Geneva, 5 April 2015. After a minor hiccup around two weeks ago requiring repair of a short circuit in one of the super cooled magnets that power the particle accelerator, proton beams were fired today for the first time in two years in the Large Hadron Collider (LHC) at CERN. The LHC is the most powerful particle accelerator in the world and is at the forefront of answering fundamental questions about matter and the universe.
Today at 10.41am, a proton beam was fired in the 27-kilometer ring, followed at 12.27pm by a second beam rotating in the opposite direction. These beams circulated at their injection energy of 450 GeV. Over the coming days, operators will check all systems before increasing energy of the beams.
“Today, CERN’s heart beats once more to the rhythm of the LHC”, said CERN Director General Rolf Heuer.
The upgrading of the LHC was a Herculean task. Some 10,000 electrical interconnections between the magnets were consolidated. Magnet protection systems were added, while cryogenic, vacuum and electronics were improved and strengthened. This time around the beams will be set up so they produce more collisions by bunching protons closer together. This will produce more information for scientists to analyse increasing the chances of finding answers to profound questions about matter and the universe.

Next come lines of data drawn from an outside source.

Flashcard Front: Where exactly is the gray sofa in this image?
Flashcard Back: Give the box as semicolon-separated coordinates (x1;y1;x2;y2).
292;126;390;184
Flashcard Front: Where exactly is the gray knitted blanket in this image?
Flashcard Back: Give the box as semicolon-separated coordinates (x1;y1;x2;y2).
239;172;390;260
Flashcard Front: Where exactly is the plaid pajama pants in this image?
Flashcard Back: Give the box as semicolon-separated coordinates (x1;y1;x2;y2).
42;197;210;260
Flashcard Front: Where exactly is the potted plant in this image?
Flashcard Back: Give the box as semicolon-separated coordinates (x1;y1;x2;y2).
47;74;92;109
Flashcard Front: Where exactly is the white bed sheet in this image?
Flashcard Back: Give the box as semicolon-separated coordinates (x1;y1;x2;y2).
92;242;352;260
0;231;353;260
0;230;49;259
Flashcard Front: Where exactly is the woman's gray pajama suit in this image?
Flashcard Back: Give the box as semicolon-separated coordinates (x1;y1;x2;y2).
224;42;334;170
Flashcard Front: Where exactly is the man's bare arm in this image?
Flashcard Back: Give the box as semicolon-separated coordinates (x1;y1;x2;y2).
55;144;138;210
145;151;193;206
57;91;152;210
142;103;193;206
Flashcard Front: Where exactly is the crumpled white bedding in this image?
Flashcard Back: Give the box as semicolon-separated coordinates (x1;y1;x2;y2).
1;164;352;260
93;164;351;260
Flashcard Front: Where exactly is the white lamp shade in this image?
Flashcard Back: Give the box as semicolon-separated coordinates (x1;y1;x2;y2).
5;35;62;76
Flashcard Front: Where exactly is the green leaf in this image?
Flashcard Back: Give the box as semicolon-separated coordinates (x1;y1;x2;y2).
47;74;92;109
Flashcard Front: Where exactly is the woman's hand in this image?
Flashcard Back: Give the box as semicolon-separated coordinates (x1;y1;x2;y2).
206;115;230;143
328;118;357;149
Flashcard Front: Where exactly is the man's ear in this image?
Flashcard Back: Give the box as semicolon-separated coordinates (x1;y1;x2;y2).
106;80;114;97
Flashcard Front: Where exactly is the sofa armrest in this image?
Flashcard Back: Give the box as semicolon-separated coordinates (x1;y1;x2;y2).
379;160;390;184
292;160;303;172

“After two years of effort, the LHC is in great shape,” said CERN Director for Accelerators and Technology, Frédérick Bordry. “But the most important step is still to come when we increase the energy of the beams to new record levels.” It will operate at almost double the energy of last time – at 6.5 TeV per beam. With 13 TeV proton-proton collisions expected before summer, the LHC experiments will soon be exploring uncharted territory.
The Brout-Englert-Higgs mechanism, dark matter, antimatter and quark-gluon plasma are all on the menu this time. After the discovery of the Higgs boson in 2012 by the ATLAS and CMS teams, physicists will be putting the Standard Model of particle physics to its most stringent test yet. Heaven knows what they might find.